JUDGMENT AND REASONS FOR JUDGMENT
I. Overview
[1] The Applicant, a self-represented litigant, seeks judicial review of a decision of the Social Security Tribunal of Canada’s Appeal Division refusing leave to appeal a decision of the Tribunal’s General Division. This application stems from the Applicant’s automatic enrolment for an Old Age Security [OAS] pension, and the Minister of Employment and Social Development Canada’s [Minister] May 2020 decision to begin paying the pension effective June 2020.
[2] The Applicant sought a reconsideration of the Minister’s decision in June 2022, two years after he began receiving his OAS pension.
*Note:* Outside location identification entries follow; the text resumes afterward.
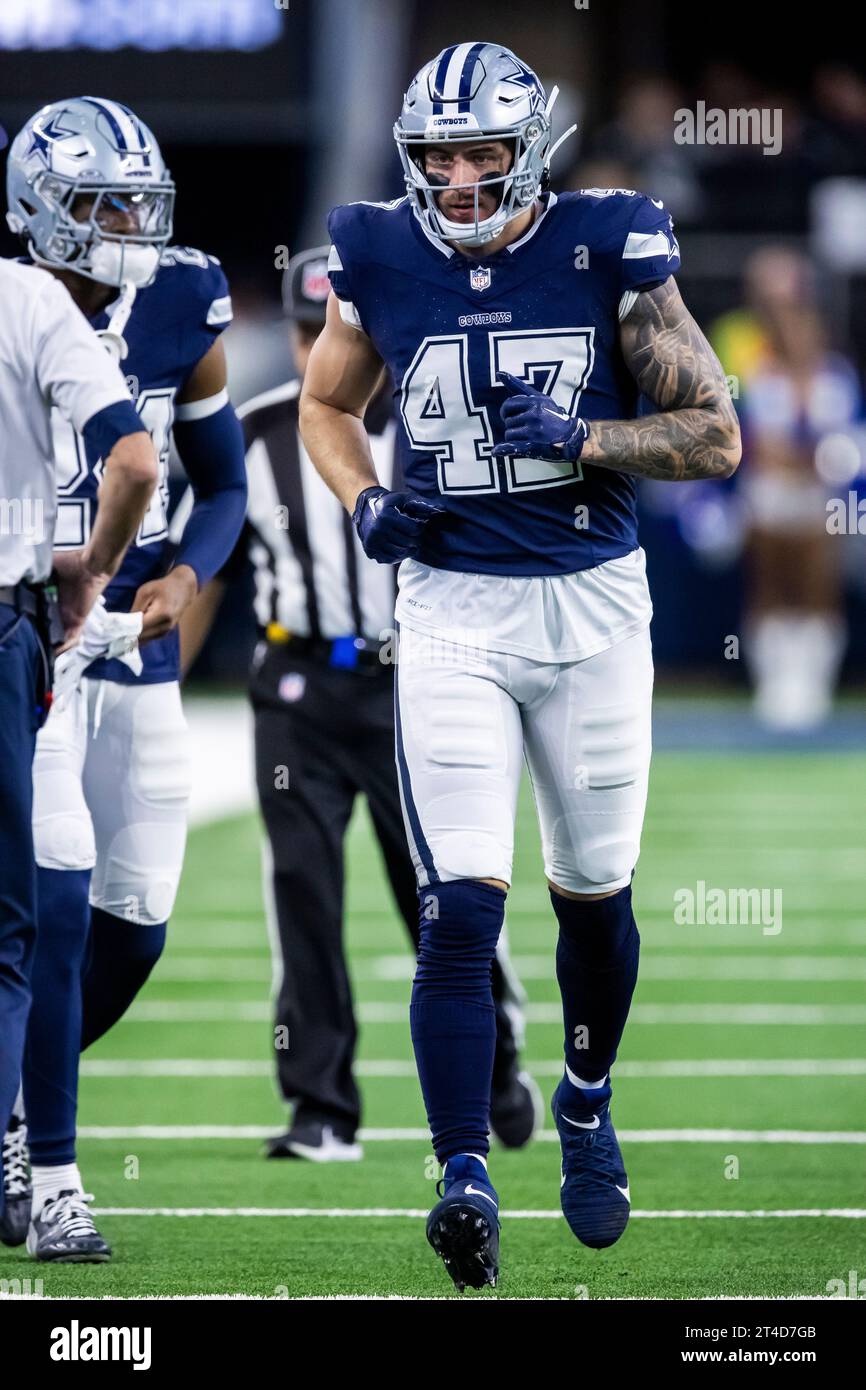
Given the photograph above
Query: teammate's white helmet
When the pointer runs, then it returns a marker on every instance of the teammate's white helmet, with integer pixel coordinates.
(100, 149)
(467, 92)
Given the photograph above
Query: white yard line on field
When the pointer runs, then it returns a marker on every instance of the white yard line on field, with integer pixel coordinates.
(376, 1011)
(387, 1136)
(654, 966)
(402, 1068)
(417, 1212)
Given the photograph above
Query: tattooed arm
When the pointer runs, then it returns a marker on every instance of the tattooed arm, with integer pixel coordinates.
(697, 434)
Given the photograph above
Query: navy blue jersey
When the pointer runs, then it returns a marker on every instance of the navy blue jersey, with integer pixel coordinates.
(546, 309)
(174, 321)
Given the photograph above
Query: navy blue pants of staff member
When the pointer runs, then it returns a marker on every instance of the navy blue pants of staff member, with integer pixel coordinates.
(21, 665)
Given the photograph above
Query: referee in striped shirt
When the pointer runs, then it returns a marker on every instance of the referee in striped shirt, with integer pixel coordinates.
(321, 688)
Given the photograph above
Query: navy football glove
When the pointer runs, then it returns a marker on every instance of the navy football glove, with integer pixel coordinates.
(535, 426)
(391, 523)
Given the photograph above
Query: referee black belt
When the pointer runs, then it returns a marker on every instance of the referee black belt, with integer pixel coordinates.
(348, 653)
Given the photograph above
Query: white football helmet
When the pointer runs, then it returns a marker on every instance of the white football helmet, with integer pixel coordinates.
(467, 92)
(89, 148)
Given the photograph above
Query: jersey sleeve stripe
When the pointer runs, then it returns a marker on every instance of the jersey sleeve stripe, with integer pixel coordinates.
(641, 245)
(200, 409)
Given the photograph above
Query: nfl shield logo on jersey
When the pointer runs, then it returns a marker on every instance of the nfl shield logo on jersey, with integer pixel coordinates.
(480, 277)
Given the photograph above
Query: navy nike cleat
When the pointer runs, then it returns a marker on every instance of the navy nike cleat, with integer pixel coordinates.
(594, 1190)
(17, 1189)
(64, 1232)
(463, 1228)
The Minister refused his reconsideration request for two reasons. First, the Applicant had missed the 90-day deadline cited in the Minister’s May 2020 decision. Second, subsection 26.1(1) of the Old Age Security Regulations, CRC, c 1246 [OAS Regulations] requires that a request to cancel an OAS pension be made no later than six months after the day payments begin.
[3] The General Division dismissed the Applicant’s appeal, finding that the Minister had exercised their discretion judicially in refusing the Applicant’s reconsideration request. The Appeal Division refused leave to appeal because the Applicant had not made an arguable case that the General Division erred in its decision.
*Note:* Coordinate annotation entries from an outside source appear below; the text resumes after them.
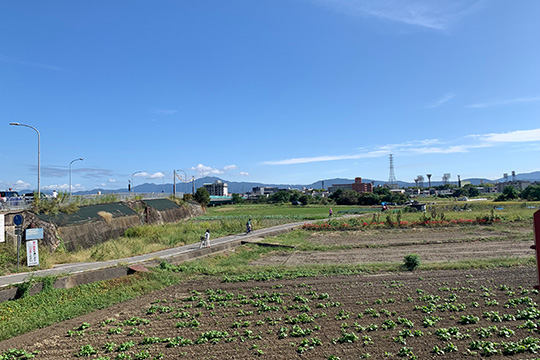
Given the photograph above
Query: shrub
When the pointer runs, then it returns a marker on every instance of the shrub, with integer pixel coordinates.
(411, 261)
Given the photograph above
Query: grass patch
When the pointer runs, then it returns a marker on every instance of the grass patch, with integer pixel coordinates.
(55, 305)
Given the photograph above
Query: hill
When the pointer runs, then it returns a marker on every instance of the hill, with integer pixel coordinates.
(245, 186)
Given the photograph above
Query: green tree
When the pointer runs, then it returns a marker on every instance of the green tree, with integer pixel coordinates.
(305, 199)
(237, 199)
(459, 192)
(282, 196)
(202, 197)
(472, 190)
(368, 199)
(510, 193)
(294, 195)
(531, 193)
(348, 197)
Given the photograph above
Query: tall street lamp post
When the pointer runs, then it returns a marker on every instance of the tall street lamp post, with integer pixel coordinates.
(72, 161)
(132, 184)
(39, 161)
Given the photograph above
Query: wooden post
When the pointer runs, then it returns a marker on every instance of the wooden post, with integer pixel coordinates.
(536, 245)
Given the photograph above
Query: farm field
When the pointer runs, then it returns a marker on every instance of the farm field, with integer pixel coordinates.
(446, 314)
(442, 245)
(425, 314)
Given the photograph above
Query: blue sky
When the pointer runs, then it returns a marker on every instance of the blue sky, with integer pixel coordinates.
(272, 91)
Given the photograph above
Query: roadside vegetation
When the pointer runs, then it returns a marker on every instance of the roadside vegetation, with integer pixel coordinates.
(54, 305)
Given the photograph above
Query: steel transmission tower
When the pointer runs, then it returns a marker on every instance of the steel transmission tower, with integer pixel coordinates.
(392, 182)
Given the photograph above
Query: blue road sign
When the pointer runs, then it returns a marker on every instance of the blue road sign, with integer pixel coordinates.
(17, 219)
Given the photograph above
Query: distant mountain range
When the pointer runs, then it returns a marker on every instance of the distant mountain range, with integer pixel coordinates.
(243, 187)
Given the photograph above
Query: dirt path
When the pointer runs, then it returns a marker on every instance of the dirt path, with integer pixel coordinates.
(391, 245)
(297, 319)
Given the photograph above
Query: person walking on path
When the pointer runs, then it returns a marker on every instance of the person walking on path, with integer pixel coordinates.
(249, 227)
(205, 240)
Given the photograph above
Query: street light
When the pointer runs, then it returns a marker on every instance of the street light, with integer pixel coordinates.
(72, 161)
(174, 180)
(39, 164)
(132, 184)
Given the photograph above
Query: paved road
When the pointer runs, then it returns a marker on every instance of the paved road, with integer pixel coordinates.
(66, 269)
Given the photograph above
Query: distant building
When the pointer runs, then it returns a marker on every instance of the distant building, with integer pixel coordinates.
(217, 188)
(266, 191)
(357, 186)
(518, 184)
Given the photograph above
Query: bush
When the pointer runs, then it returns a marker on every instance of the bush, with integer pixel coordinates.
(411, 261)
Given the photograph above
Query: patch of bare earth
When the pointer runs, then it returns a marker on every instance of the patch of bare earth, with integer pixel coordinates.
(271, 320)
(391, 245)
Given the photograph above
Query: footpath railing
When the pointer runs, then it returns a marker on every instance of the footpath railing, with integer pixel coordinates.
(23, 203)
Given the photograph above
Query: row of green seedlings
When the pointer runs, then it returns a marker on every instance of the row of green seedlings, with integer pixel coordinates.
(274, 297)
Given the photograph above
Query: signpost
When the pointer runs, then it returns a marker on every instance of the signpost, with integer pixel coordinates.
(18, 220)
(537, 243)
(2, 228)
(32, 252)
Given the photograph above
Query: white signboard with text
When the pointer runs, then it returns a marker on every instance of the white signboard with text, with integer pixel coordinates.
(2, 228)
(32, 253)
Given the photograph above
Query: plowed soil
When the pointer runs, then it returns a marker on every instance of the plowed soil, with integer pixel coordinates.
(385, 316)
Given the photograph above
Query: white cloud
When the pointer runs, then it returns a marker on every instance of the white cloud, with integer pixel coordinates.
(204, 170)
(517, 136)
(429, 14)
(424, 147)
(144, 174)
(17, 185)
(505, 102)
(165, 112)
(441, 101)
(12, 60)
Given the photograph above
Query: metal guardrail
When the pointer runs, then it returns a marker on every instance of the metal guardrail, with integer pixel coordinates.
(22, 203)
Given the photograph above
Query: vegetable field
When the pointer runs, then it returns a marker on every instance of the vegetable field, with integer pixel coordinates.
(426, 315)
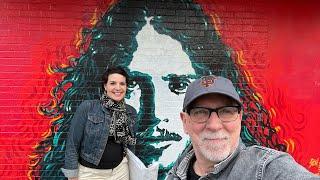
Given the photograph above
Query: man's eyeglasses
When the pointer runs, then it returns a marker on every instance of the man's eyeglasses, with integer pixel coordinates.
(225, 113)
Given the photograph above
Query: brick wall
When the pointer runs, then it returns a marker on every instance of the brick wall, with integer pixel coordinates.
(271, 47)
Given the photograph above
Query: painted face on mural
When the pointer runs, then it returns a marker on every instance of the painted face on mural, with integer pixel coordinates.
(161, 60)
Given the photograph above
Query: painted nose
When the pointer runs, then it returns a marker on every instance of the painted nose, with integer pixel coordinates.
(214, 123)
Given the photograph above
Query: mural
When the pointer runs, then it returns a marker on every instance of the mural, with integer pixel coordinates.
(164, 46)
(150, 41)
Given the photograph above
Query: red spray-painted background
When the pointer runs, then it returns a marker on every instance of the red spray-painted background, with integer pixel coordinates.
(282, 64)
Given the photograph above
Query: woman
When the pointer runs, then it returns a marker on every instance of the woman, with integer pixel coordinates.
(100, 132)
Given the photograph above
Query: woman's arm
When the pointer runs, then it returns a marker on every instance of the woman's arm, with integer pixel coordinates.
(74, 139)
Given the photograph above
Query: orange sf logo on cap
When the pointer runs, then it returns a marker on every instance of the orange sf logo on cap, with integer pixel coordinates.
(207, 81)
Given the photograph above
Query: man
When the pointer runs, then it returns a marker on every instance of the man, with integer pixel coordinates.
(212, 113)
[4] I am dismissing this application. The Applicant has failed to establish that the Appeal Division erred in refusing to grant him leave to appeal. Given the legislative requirement that a request to cancel an OAS pension be made within six months of its commencement, an appeal had no reasonable chance of success.
II. Background
A. OAS automatic enrolment
[5] In April 2013, Employment and Social Development Canada [ESDC] started automatically enrolling new OAS beneficiaries as part of its OAS Service Improvement Strategy. The stated purpose was to modernize the delivery of the OAS program by generating administrative efficiencies and thereby improving services to eligible seniors.
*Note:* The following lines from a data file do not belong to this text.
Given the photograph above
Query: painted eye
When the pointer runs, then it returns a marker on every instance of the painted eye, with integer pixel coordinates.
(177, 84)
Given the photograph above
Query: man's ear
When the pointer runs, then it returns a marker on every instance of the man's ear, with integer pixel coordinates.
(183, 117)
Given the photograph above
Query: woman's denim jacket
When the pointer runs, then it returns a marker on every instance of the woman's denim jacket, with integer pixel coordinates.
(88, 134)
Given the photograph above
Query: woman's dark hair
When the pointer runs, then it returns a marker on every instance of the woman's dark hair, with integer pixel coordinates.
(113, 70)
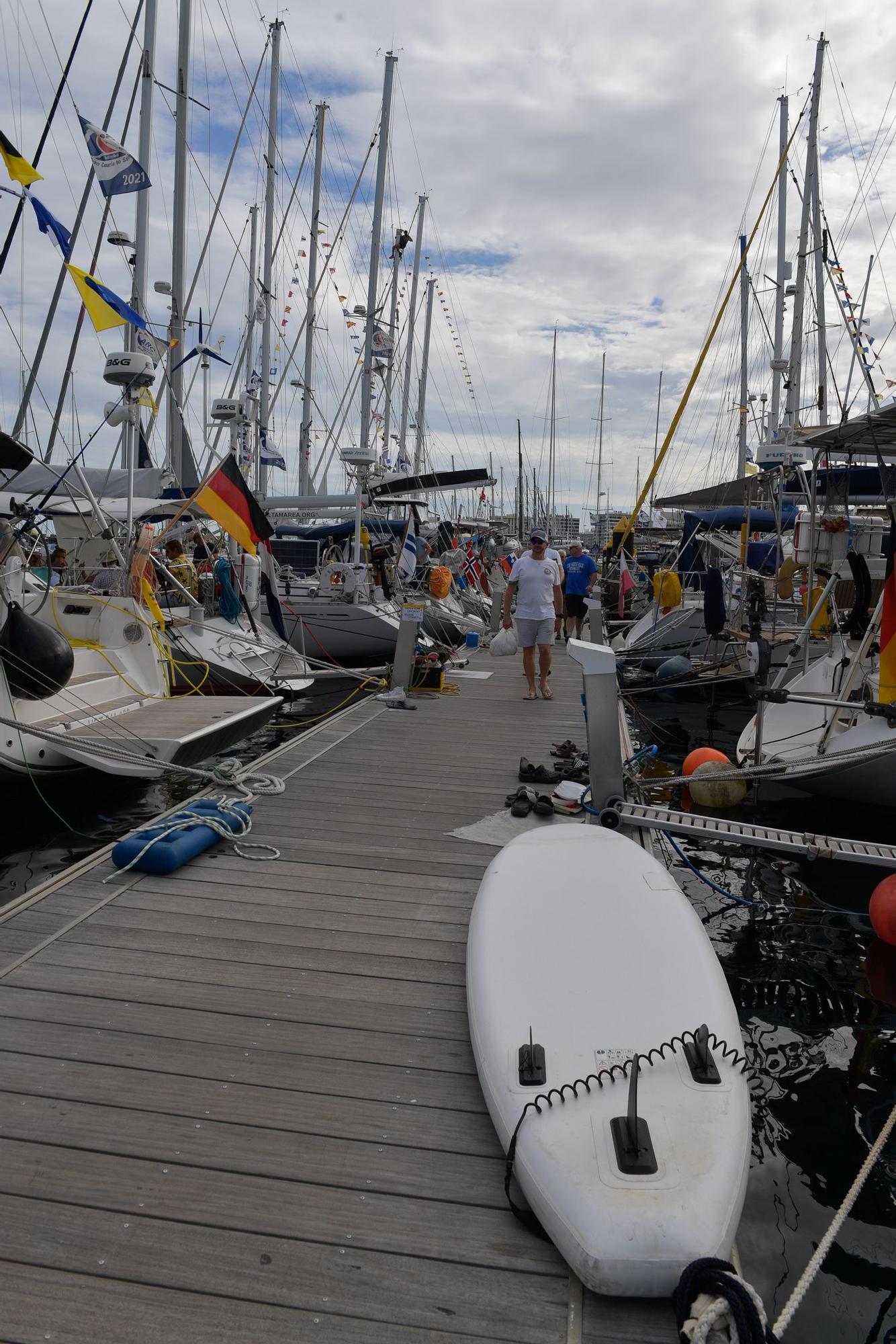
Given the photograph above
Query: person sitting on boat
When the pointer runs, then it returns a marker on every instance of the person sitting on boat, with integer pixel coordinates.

[6] Service Canada manages EDSC programs for the Government of Canada. Under the OAS automatic enrolment program, eligible individuals receive a letter the month after turning 64 years old. These letters explain that recipients have been selected for automatic enrolment based on their OAS eligibility.
[7] In this case, the Applicant received a letter dated May 21, 2019, from Service Canada advising him that his OAS pension would automatically begin in June 2020. The letter further informed the Applicant that he should contact Service Canada as soon as possible if he wished to delay the start of his OAS pension. Delaying the start date would increase payments by 0.6 percent for each month of delay, up to a maximum of 36 percent at age 70. The Applicant did not contact Service Canada after receiving this letter.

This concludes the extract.